— Paulette, tu peux redescendre. Si tu demandes pardon, ton père te le permet.
Bernard se versait à boire ; il reposa brusquement la bouteille, croisa les bras et cloua sur Hélène des yeux qui ne ressemblaient plus aux siens. Jamais elle ne l’avait vu froncer les sourcils de cette manière. Il y eut en son regard plus de stupeur triste que de courroux, le sursaut de dignité du père qui ne consent pas à se laisser, dans sa maison, démentir comme un être nul. Pourtant il ne prononça aucune parole ; il voulait épargner à ses enfants le scandale d’une scène de discorde. Hélène s’étonna, chez un homme si placide, de cette réaction imprévue. Elle ne poussa point davantage le déplorable incident.
L’orgueil entêté de Paulette la frustra du trop facile retour en grâce que sa mère lui ménageait. Elle ne redescendit pas, et ne répondit rien. Elle pensait qu’Hélène viendrait auprès d’elle l’embrasser, la cajoler, lui demander pardon des rigueurs d’un père injuste. Ce fut Adèle, un moment plus tard, qui monta l’exhorter à reconnaître son tort :
— Quoi ! qu’est-ce que j’ai fait ? se défendit Paulette. J’ai répété une chose que maman avait dite. C’est un crime ? Papa me déteste. Il voudrait me voir morte de faim pour avoir une bouche de moins à nourrir. Va, toi aussi, tu le comprendras…
Elle jeta d’une voix distincte l’atroce accusation et, d’en bas, son père l’entendit.
— Veux-tu bien te taire ? adjura sa sœur en lui fermant de ses doigts la bouche.
Elle l’entraîna dans leur commune chambre, lui fit honte de ses idées criminelles, la raisonna, essaya de l’attendrir, l’attira sur ses genoux :
— Ma pauvre Paulette, tu tiens donc à être malheureuse ? Tu le seras encore plus si tu cherches à peiner les autres.

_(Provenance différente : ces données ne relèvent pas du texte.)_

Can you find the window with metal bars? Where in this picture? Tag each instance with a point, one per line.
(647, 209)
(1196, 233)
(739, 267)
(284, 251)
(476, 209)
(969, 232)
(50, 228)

Ne te raidis pas quand le bon Ange te pousse. Nous avons le meilleur des pères. Descends vite te réconcilier avec lui.
Paulette se débattait et, comme dans tous ses moments de violence, déboutonnait et reboutonnait la collerette de son corsage. Elle s’en alla vers la fenêtre, y appuya son front boudeur :
— Laisse-moi, Adèle, tu m’énerves. Si je ne suis bonne qu’à faire des sottises, tant pis pour moi. Ce qui est écrit est écrit.